Dating Apps

Ah, dating apps. Modern day life. You say your going to delete it but why? Your single might as well keep swiping. But men and woman are literally the worst on there. And I am too, don’t like a guy? NEXT. Woman are just as bad as men. I actually love talking to men on there as friends. Why? Because they tell me about the other hot messes on there that make me feel so much better about my life. Girls ask these guys to venmo them money, they unmatch them if they don’t pay for their ubers. I heard this girl requested venmo money for half of what she paid in an uber the next day after a date. I’m poor as hell and I don’t do that and I know these girls have better jobs than me.

So being a hot mess sleeping all day binge watching parks and rec making countless bad decisions I’m looking like a real prize! Aren’t ya proud Mom and Dad? There are girls out there requesting complete strangers for money and your broke ass daughter isn’t. My parents for the win! BTW can I come over to food shop I’m tired of sneaking around eating my roommates food.

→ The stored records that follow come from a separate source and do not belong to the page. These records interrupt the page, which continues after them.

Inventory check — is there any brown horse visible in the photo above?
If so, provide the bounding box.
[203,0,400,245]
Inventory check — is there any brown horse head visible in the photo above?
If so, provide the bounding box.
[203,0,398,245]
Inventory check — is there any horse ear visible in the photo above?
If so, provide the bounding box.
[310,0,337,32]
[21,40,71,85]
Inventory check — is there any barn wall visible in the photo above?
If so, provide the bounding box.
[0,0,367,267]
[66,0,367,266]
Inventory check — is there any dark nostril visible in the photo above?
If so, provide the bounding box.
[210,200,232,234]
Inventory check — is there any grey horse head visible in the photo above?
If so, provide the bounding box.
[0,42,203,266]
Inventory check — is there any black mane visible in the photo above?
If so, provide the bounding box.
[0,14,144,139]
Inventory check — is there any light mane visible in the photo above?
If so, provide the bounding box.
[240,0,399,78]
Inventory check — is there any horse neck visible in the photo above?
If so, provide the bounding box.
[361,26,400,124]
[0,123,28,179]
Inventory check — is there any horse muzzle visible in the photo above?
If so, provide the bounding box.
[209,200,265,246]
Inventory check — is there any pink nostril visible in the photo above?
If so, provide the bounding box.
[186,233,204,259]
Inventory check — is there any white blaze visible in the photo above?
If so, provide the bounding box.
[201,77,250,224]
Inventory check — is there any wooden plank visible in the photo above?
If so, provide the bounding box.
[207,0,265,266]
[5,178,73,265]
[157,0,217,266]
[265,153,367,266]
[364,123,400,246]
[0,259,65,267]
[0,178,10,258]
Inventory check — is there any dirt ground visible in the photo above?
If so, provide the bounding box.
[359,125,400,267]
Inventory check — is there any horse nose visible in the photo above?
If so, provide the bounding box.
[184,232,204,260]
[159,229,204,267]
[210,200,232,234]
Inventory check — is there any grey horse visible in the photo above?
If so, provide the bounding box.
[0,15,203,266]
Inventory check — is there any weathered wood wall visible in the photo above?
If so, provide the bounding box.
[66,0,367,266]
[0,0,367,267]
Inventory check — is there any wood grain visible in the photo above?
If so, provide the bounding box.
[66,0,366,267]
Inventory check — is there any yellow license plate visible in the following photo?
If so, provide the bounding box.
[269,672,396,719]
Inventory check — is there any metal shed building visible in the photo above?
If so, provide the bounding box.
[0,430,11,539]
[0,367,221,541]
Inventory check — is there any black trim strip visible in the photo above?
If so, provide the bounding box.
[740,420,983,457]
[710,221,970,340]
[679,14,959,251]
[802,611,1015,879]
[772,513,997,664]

I digress. But I cant judge these girls too much I’m on there. And I know I am somebody else’s story on there. Exhibit one. I would say his name but I don’t remember. I met this guy at a dive bar. Where I take all my dates. That bartender knows more about me than I do myself. I go meet this guy for brunch, I am extremely hungover. Scratch that not even hungover I’m wasted still. My friend tells me not to go but I am a sucker and also a viking when it comes to drinking so I press on. I walk in order a cider and a coke. The coke is to try to make my hangover go away. I take a sip of each he starts talking about god knows what, I get up because I think I have to poop. But no I ran outside in broad daylight and start projectile vomiting outside the bar. Families and couples are walking around and here I am on my first date throwing up everywhere. I make my way back in I tell this poor soul him I threw up and he still continues to talk. That’s okay because I just ate all the pickle chips anyways.

I tell this guy I have to go home. He walks me home and still wants a kiss. I thought he was crazy but really he was probably excited to get a girl that throws up rather than ask for money. Ah dating apps. The wonderful world of hot mess single people. And I’m a bartender and still going on the dating apps when I met guys all the time. And why is that, because even the guys at the bar are hot messes too. So keep on swiping to your next hot mess you hot mess millennial.